Local Government

Dallas Council Members Sue to Wrest Control of Pension Assets From Board

They allege that the troubled police and fire pension is preparing to liquidate assets to allow large-sum withdrawals to resume, which would destroy it.

The four Dallas City Council members who serve as trustees on the police and fire pension board have filed a petition that asks a judge to assign an outside controller to manage its assets to prevent liquidation.

Jennifer Staubach Gates, Scott Griggs, Philip Kingston, and Erik Wilson filed the petition for intervention today, which alleges that the board is preparing to sell off its assets to allow payments to flow to pensioners with DROP accounts. Those accounts, which can be withdrawn in lump sums, guaranteed interest rates as high 8 percent over time (it’s no longer that high, however), an amount that is well above market rate and is, according to the city, unsustainable in relation to its existing assets. A run on the DROP withdrawals late last year cost the fund $500 million; the city fears it’s on a path to be insolvent in the next decade.

The intervention is an addendum to an earlier lawsuit filed by Mayor Mike Rawlings as a private citizen, which successfully resulted in a judge halting withdrawals until mid-January. Three weeks ago, after the temporary restraining order expired, the judge agreed to allow pensioners to pull out $3,000 a month from their Deferred Retirement Option Plans on top of their monthly pension benefits.

In the lawsuit filed today came the strong words from the Council trustees: “Instead of seizing the opportunity to reassess DPFPS’s priorities and to stop voluntarily processing excessive DROP disbursements that impair service retirement, disability, and death benefits, the Board, through the System Participant Trustees, has directed its staff to formulate a plan to sell DPFPS assets so that it can resume large DROP payments based on artificial liquidity and without regard to the resulting impairment. Collectively, these actions all but ensure destruction of DPFPS.”

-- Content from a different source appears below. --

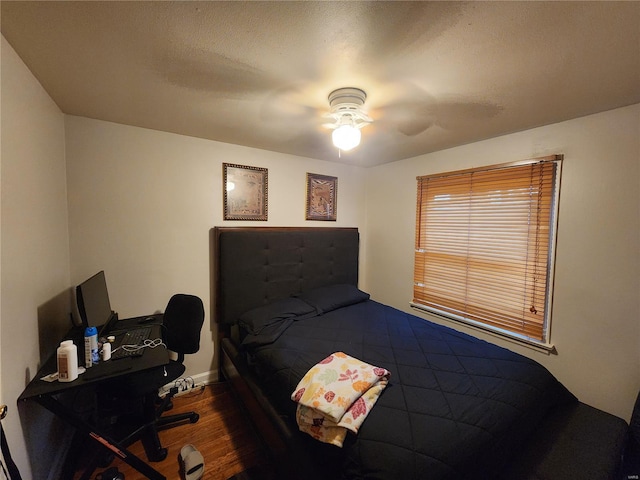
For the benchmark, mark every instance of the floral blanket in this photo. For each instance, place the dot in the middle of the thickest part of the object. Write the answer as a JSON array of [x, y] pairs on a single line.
[[336, 395]]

In its own statement, the pension fund put the onus back on the city, arguing that its representatives in the past could’ve cut this off at the knees and didn’t:

“The petition filed today is essentially an action against decisions that were made beginning decades ago by a previous pension board. City council members serving on that board had every opportunity to argue against questionable investments and promised benefits. But they, and the former mayors who appointed them, were missing in action. No city council member serving on the pension board ever voted against the benefits structure or investments cited in today’s filing.”

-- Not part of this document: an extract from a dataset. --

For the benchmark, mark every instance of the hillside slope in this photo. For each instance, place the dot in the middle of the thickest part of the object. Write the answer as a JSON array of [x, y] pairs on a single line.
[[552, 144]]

Read the full statement here.

The petition calls the pension fund a “leaky bucket,” suffering from years of mismanagement, bad investments, and overpromises. During a hearing late last month, the City Council was told that the average DROP account contained $597,000. More than 500 of the 1,900 existing accounts have valuations of more than $1 million, with the highest sailing up to $4.3 million. Police and firefighters were allowed to contribute to their DROP accounts while they were still working, so long as they retired on paper, deposited their monthly check, and sacrifice the pension credit they’d have gotten for continuing to work.

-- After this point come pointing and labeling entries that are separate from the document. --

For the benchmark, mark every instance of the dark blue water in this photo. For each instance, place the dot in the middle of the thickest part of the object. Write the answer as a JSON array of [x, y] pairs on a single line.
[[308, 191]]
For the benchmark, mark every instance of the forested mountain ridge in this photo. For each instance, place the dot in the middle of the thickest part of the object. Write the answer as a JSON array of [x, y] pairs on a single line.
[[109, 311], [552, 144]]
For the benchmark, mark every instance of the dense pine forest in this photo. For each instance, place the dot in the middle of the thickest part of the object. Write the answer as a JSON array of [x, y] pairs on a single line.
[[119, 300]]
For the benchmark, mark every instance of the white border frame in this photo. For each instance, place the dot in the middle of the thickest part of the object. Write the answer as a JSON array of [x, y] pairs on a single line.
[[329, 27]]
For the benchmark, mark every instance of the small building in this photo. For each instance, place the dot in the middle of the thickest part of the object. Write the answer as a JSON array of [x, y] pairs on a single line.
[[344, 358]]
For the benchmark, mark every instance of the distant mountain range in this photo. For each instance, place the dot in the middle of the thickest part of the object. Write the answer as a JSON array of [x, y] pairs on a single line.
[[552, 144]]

The average annual pension benefit is $46,400. There are about 9,600 total members in the plan.

“The 1,300 retirees who retired before the advent of the DROP program, those 1,300 all live on less than $2,500 a month and several hundred live on $1,500 a month,” said Kingston during that hearing. “If our goal is to take care of the most vulnerable beneficiaries first … it is imperative that we do not pay out excess benefits beyond what we know for a fact is a constitutionally protected base benefit.”

The lawsuit makes it clear that the city has no plans to ask the taxpayers to bail it out:

“The City will not accept liability for the Board’s wrongdoing, nor is the City willing to ask Dallas taxpayers to sacrifice paved streets, affordable housing, public safety, parks, and other necessities in order to cover all of the DPFPS losses caused by years of mismanagement.”

And it also alleges serious conflicts of interest:

“Votes have been taken by Board members with personal DROP accounts or who have immediate family members with DROP accounts on questions about whether to permit DROP disbursements, the Board has engaged in uncontrolled overspending on administrative activities; has permitted unauthorized custody of DPFPS accounts for use as collateral for indebtedness and speculation; has favored DROP accounts at the risk of impairing constitutionally-protected pension benefits, and has claimed the right to impose unlimited and funded debts on the City without sufficient legal authority.”